Article ID | Journal | Published Year | Pages | File Type |
---|---|---|---|---|
4579727 | Journal of Hydrology | 2007 | 15 Pages |
SummaryThe coastal carbonate aquifer of the eastern Yucatan Peninsula discharges groundwaters to the Caribbean Sea. Temperature and specific electrical conductance (SEC) are used as natural tracers to gain new insight into the fresh and saline groundwater circulation along an 80 km section of the Caribbean coastline. The aquifer is density stratified, with a cooler freshwater lens overlying a warmer saline water zone. Non-conduit sites generally have lower temperatures and SEC in the freshwater lens than conduit sites.
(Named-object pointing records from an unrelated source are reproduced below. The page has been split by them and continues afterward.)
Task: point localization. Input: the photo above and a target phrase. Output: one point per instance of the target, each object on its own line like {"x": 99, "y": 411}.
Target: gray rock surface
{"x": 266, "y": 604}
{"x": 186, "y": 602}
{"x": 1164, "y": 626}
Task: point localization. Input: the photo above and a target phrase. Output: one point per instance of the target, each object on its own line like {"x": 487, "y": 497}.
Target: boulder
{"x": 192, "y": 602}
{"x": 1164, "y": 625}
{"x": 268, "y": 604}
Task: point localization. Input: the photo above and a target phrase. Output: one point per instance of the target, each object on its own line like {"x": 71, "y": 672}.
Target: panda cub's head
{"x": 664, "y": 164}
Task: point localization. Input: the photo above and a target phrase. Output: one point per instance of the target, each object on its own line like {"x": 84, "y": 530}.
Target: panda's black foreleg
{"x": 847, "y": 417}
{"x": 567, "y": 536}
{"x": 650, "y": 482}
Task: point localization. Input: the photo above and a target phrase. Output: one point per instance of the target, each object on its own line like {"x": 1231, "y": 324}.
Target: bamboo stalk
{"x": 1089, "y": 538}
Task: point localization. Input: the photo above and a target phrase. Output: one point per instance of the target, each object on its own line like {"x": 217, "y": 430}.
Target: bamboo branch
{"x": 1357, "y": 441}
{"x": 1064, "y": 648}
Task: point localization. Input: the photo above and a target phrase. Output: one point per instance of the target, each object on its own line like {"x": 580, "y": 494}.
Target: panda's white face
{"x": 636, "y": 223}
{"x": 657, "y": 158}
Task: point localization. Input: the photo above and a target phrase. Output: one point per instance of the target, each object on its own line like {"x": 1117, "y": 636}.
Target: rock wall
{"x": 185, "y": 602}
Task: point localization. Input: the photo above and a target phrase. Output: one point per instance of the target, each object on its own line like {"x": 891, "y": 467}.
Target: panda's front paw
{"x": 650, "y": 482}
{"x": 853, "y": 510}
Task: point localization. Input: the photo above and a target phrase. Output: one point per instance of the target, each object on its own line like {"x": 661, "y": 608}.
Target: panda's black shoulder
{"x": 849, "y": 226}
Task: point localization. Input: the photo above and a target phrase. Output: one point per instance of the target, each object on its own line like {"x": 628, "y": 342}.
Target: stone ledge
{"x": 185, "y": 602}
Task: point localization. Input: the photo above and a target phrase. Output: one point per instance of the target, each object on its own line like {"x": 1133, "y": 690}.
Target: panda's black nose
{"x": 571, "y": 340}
In conduits <1 km from the coast, there is a very rapid increase in both fresh water temperature and SEC indicating very active mixing with the underlying warm saline water. Further inland, the rates of change of SEC and temperature are lower, and conduit morphology and network geometry are important controls on salinisation along the conduit flow paths. Turbulent mixing is enhanced by flow around obstacles where the conduit spans the mixing zone (sites 1–4 km inland), but mixing is limited where the conduit is entirely filled with fresh water (sites >4 km inland). Within the shallow saline water zone, temperature decreases exponentially with distance from the coast, with near equilibrium with the fresh waters reached at ∼10 km inland, a distance coincident with the known limit of conduit development. This pattern is indicative of the progressive cooling of warm seawater moving inland from the coast, a flow direction opposite to that of both the conventional freshwater flow entrainment and geothermal convection models of coastal aquifer circulation.